下午,護士來給許臨打點滴,找血管扎針反復了幾次,許臨再次出現暴躁易怒的情緒,而就在這時,他看到了楊禹鯤發給他的微信,短短一行字:
我和俞晨在塞里雅蘭瀑布前接吻了。
實在受不了這來勢兇猛的精神刺激,拔掉護士剛插好的輸液針,起身踢掉了椅子,將床頭柜上的東西全部砸到地上,瘋狂嘶吼。
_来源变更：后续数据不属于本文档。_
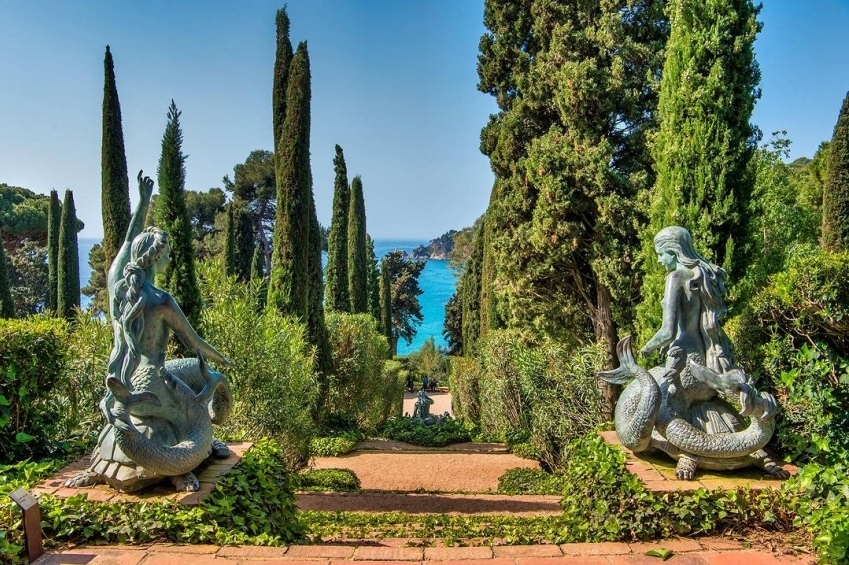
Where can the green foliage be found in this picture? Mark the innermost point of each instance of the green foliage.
(403, 277)
(357, 259)
(821, 503)
(115, 183)
(271, 376)
(7, 303)
(32, 355)
(332, 446)
(835, 195)
(288, 286)
(360, 389)
(68, 291)
(464, 374)
(705, 141)
(523, 480)
(54, 218)
(411, 430)
(336, 291)
(545, 395)
(329, 480)
(172, 215)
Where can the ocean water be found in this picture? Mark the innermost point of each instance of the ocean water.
(436, 280)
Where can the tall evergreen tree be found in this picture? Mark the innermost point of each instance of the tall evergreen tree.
(7, 303)
(288, 288)
(373, 280)
(68, 290)
(282, 62)
(115, 184)
(173, 216)
(835, 197)
(230, 242)
(386, 307)
(705, 141)
(357, 259)
(337, 297)
(54, 218)
(243, 243)
(573, 82)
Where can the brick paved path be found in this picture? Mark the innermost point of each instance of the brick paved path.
(703, 551)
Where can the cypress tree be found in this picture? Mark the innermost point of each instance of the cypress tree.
(357, 261)
(54, 218)
(243, 243)
(704, 142)
(7, 303)
(68, 290)
(173, 216)
(835, 197)
(386, 307)
(337, 297)
(230, 243)
(288, 288)
(280, 85)
(373, 280)
(115, 184)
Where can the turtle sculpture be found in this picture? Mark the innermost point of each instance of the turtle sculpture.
(159, 414)
(680, 407)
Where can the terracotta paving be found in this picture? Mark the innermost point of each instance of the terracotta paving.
(657, 472)
(208, 476)
(700, 551)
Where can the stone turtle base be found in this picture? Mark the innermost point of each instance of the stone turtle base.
(208, 474)
(657, 472)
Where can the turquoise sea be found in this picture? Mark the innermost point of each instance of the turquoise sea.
(437, 282)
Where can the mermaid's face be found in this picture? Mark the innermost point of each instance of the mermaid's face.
(666, 258)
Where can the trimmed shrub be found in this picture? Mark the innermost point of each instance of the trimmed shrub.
(272, 379)
(329, 480)
(464, 374)
(32, 356)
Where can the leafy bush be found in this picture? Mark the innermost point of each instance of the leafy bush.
(272, 378)
(32, 356)
(360, 389)
(822, 505)
(544, 395)
(332, 446)
(530, 481)
(329, 480)
(465, 374)
(439, 434)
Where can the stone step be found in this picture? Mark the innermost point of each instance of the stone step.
(430, 503)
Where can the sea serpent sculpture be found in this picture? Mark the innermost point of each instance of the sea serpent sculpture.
(680, 407)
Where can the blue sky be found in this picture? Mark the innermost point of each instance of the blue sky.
(393, 83)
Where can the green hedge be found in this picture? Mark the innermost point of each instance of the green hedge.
(32, 356)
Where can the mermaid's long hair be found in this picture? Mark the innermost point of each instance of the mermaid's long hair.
(710, 281)
(129, 303)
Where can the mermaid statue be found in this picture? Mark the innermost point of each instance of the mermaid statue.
(159, 414)
(680, 407)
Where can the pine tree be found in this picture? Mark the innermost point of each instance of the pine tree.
(68, 290)
(173, 216)
(243, 243)
(705, 141)
(835, 198)
(282, 62)
(373, 280)
(386, 307)
(337, 297)
(54, 218)
(7, 303)
(288, 287)
(115, 184)
(357, 260)
(230, 243)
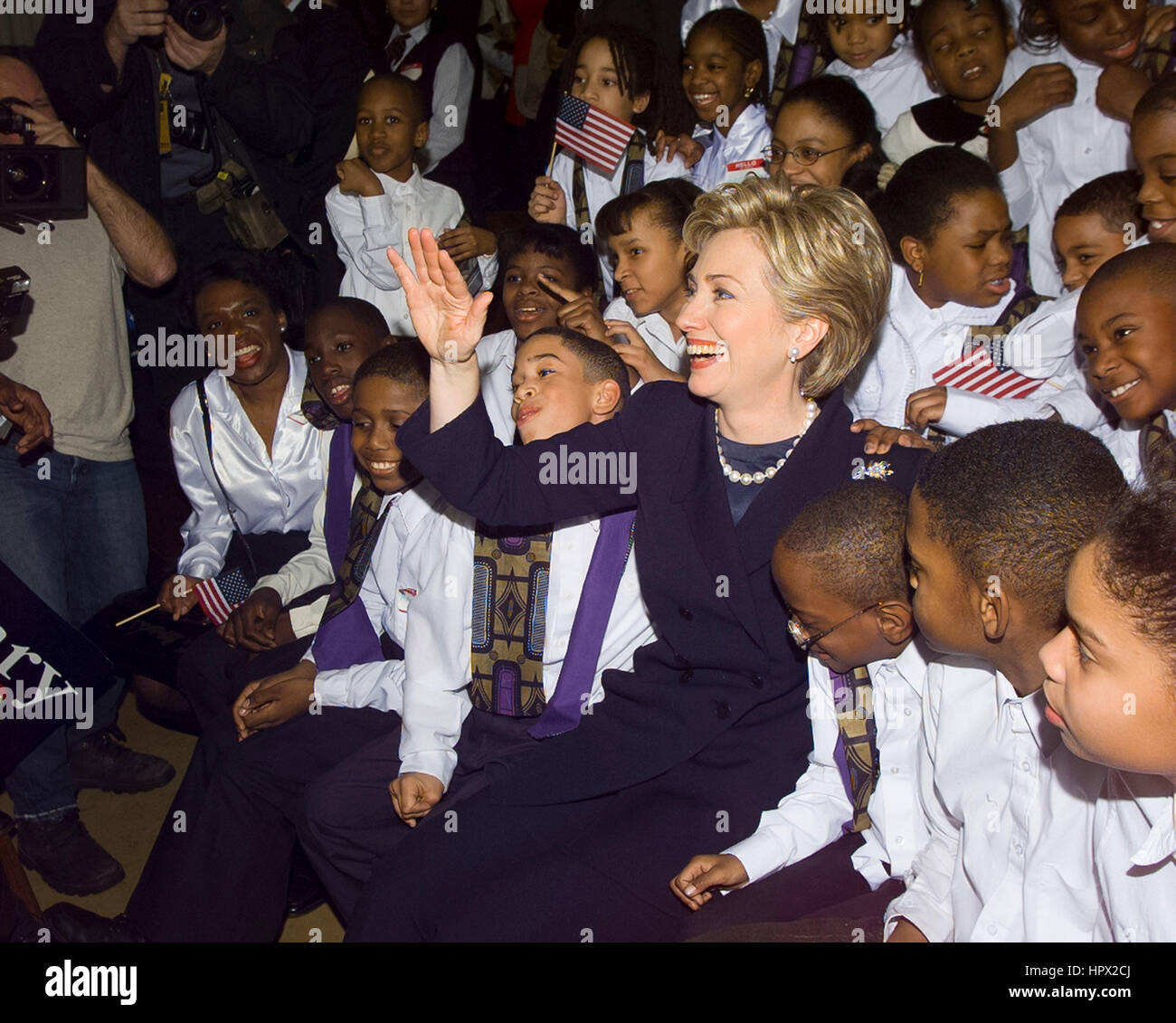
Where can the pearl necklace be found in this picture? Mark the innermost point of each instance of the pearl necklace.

這是許臨第一次完全失去自控力,杯子砸到了護士,俞晨想要拽住許臨的手,被他用力一推,頭碰到床頭柜的邊角上。
眼見這女人的額頭上溢出了鮮紅,許臨這才停了下來。
護士在辦公室為俞晨包扎時安慰道:“輕微腦出血恢復期一般是三個星期,病人出現這種易怒的癥狀也是正常的,你不要放心上。”
俞晨搖搖頭,“沒事的。”
回到病房,俞晨坐到床邊,被打了鎮定劑的許臨伸出手撫摸她額頭上的傷,問道:“疼嗎?”
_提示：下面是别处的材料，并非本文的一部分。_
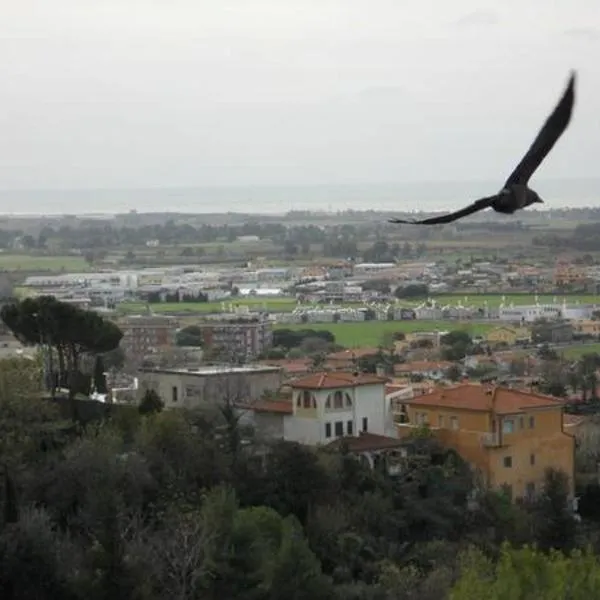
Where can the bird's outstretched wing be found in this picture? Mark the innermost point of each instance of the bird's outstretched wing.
(553, 128)
(459, 214)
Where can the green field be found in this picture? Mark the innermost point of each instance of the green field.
(27, 262)
(575, 352)
(288, 304)
(371, 333)
(254, 304)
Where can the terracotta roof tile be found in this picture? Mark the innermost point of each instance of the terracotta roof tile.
(572, 420)
(422, 365)
(299, 365)
(336, 379)
(471, 396)
(352, 354)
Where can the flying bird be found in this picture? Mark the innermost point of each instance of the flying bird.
(516, 194)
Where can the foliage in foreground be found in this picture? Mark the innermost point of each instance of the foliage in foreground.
(171, 504)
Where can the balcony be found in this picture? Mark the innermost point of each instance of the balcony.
(490, 440)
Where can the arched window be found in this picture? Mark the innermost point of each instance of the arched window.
(338, 400)
(306, 397)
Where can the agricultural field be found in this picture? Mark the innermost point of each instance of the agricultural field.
(288, 304)
(28, 262)
(372, 333)
(575, 352)
(254, 304)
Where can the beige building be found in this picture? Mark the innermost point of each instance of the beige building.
(236, 337)
(197, 387)
(146, 334)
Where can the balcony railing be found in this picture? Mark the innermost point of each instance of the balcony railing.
(490, 440)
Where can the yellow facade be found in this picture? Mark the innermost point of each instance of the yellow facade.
(511, 450)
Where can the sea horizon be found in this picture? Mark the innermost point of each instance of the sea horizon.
(280, 199)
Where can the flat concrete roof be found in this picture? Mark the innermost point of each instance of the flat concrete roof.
(216, 370)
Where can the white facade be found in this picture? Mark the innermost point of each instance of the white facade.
(550, 312)
(323, 415)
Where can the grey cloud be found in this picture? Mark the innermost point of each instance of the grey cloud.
(583, 33)
(478, 18)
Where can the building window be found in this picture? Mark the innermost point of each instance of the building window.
(530, 490)
(338, 400)
(508, 426)
(307, 399)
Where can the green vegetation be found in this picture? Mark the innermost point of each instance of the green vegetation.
(576, 352)
(149, 504)
(28, 262)
(494, 300)
(371, 333)
(254, 304)
(289, 304)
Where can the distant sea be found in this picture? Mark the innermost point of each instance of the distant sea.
(427, 196)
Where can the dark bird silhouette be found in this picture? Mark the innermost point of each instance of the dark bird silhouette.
(516, 193)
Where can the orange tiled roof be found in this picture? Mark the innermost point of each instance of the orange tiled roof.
(352, 354)
(572, 420)
(298, 365)
(336, 379)
(422, 365)
(477, 397)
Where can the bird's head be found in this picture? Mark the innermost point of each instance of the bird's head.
(535, 198)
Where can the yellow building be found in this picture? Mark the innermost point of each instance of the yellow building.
(510, 436)
(568, 274)
(508, 335)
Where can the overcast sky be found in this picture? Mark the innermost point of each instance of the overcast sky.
(127, 93)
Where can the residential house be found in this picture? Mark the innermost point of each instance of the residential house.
(586, 327)
(552, 332)
(210, 385)
(508, 336)
(428, 369)
(237, 336)
(509, 436)
(324, 407)
(586, 430)
(146, 334)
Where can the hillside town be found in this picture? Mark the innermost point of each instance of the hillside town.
(488, 395)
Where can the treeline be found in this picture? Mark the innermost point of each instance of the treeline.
(95, 240)
(67, 336)
(193, 505)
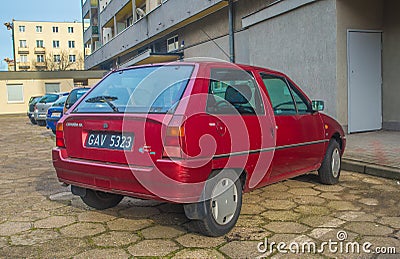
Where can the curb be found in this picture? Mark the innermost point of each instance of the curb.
(371, 169)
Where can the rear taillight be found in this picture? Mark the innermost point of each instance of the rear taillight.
(60, 135)
(173, 137)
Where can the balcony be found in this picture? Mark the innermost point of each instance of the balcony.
(92, 31)
(40, 50)
(112, 8)
(24, 65)
(23, 50)
(157, 23)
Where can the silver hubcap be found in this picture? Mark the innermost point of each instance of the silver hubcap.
(224, 201)
(335, 163)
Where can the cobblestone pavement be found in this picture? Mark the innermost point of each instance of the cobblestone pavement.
(41, 219)
(378, 147)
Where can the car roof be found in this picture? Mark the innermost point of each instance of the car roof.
(202, 63)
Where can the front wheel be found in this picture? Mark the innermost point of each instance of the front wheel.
(223, 202)
(329, 171)
(101, 200)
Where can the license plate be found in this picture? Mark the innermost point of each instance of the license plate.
(56, 114)
(110, 140)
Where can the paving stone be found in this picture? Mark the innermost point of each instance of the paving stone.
(278, 204)
(342, 205)
(33, 237)
(129, 224)
(312, 210)
(241, 249)
(251, 209)
(393, 222)
(368, 228)
(196, 240)
(103, 253)
(247, 233)
(153, 248)
(10, 228)
(94, 216)
(304, 192)
(309, 200)
(115, 238)
(281, 215)
(82, 229)
(198, 253)
(55, 222)
(286, 227)
(161, 232)
(139, 212)
(369, 201)
(250, 221)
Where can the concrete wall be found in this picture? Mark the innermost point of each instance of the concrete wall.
(391, 65)
(352, 14)
(302, 44)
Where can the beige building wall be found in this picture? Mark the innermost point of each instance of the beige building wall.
(391, 65)
(352, 14)
(68, 40)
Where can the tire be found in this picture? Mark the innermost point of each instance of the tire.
(223, 189)
(41, 123)
(101, 200)
(329, 172)
(33, 121)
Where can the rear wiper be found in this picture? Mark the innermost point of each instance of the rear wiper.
(104, 99)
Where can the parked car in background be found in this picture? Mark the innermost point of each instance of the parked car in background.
(31, 107)
(41, 107)
(195, 133)
(54, 113)
(74, 96)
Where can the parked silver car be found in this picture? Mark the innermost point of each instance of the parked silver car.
(43, 105)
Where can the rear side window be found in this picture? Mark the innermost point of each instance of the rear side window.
(49, 98)
(156, 89)
(233, 91)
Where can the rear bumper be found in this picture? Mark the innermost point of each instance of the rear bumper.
(165, 181)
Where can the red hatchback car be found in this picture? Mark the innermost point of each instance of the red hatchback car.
(198, 133)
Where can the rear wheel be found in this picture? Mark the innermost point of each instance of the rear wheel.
(223, 202)
(33, 121)
(101, 200)
(329, 171)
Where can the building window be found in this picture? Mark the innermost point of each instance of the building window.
(15, 93)
(72, 58)
(22, 43)
(23, 58)
(39, 44)
(71, 44)
(173, 43)
(40, 58)
(56, 44)
(57, 58)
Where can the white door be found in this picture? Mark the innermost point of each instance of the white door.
(365, 81)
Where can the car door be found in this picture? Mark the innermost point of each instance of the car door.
(300, 134)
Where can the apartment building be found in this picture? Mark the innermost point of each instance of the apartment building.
(48, 46)
(342, 51)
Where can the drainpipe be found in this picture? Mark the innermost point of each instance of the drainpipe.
(231, 32)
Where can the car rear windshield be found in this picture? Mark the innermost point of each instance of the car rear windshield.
(155, 89)
(49, 98)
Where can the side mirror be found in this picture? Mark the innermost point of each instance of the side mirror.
(318, 106)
俞晨搖了搖頭含淚說道:“你怎樣懲罰我都可以,但是千萬別再激動了,求你。”
許臨終于在俞晨的安慰下漸漸安靜下來。
……
差不多一個星期,許臨腦袋里的凝血被自行吸收,情緒也穩定如前,不會再有暴躁憤怒、沮喪低落,氣色紅潤了一些。
俞晨陪著他闖過了這第一個最小的難關,之后就是前往私立醫院的神經外科做星形瘤切割手術。
星形瘤最終被確定為還在i級,仍然處于良性,尚未進入浸潤階段。
許臨的情況是高血壓貧血,這個和他的腦瘤有很大關系,情緒稍稍受到刺激,血壓就會升高導致頭痛。
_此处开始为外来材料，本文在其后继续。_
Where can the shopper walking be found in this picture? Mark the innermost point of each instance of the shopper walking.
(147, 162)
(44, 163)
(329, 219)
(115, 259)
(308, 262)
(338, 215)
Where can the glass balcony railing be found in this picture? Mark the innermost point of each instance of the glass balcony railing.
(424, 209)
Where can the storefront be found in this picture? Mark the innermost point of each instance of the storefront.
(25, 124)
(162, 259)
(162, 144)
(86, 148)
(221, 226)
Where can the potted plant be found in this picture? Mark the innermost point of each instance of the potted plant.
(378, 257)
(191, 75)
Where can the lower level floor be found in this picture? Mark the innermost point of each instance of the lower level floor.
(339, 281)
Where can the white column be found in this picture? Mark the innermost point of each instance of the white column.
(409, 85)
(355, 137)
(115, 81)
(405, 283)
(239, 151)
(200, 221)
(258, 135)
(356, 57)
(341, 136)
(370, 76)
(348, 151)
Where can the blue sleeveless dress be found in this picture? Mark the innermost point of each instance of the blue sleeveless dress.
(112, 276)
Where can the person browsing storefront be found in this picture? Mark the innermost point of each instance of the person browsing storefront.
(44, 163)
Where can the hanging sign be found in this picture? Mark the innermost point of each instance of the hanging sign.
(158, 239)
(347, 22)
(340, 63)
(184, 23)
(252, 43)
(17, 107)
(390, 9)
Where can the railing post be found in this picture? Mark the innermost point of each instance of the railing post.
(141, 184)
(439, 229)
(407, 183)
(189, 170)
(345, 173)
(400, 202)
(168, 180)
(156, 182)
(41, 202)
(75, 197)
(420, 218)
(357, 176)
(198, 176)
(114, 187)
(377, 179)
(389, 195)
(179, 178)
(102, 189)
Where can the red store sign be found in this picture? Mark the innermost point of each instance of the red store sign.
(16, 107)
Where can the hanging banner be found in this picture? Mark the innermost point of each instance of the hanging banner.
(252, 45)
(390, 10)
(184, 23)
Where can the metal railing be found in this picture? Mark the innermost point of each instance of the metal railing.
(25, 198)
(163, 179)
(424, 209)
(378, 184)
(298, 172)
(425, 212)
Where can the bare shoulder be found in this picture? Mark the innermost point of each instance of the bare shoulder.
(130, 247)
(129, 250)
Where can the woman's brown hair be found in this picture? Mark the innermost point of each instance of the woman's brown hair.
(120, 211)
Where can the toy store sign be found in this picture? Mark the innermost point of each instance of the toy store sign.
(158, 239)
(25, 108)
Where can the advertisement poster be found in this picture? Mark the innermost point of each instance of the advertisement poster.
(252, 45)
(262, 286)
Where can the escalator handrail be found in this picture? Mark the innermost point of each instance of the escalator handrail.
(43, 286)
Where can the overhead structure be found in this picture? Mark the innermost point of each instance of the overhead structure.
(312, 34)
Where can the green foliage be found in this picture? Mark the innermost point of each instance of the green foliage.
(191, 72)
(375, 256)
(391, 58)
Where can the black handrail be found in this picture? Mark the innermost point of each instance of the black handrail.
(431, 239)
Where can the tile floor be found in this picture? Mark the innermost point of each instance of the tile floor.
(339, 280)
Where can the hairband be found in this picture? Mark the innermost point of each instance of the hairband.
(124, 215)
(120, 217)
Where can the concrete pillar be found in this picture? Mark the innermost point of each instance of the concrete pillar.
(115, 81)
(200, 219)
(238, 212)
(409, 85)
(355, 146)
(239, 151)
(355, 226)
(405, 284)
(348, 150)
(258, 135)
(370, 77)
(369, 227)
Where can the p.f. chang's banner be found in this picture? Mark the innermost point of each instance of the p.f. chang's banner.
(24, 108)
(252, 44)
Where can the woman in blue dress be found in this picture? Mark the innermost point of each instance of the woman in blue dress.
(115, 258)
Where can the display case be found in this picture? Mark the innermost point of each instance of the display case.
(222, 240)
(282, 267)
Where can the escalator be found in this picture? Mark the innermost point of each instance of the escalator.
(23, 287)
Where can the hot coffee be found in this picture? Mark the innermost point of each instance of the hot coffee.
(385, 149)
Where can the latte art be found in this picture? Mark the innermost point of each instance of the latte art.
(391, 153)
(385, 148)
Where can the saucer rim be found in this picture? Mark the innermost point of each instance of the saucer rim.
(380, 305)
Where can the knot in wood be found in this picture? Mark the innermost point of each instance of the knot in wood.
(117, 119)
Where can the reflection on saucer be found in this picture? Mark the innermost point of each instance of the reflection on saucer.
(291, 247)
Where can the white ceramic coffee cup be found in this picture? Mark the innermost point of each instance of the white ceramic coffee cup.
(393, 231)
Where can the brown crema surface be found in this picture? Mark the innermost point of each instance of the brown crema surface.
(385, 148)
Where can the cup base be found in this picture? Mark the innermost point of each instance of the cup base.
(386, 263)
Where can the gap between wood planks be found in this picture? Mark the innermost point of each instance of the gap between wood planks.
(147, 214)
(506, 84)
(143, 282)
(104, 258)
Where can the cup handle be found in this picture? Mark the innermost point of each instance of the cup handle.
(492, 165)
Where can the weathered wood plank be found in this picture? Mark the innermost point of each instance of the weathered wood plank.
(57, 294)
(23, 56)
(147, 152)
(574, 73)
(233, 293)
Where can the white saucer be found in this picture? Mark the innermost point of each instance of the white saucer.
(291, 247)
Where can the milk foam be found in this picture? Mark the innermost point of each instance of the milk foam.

邢建國看到許臨的腦出血恢復得很快,也對他之后要做的腦瘤手術樂觀了一些。
許臨的病情稍稍穩定下來,俞晨回了診所上班,不過還是照常為許臨送早中晚餐,把可以延遲的工作堆到了晚上去做,瓜子臉很快又瘦了一圈,許臨請回了趙護工來照顧自己。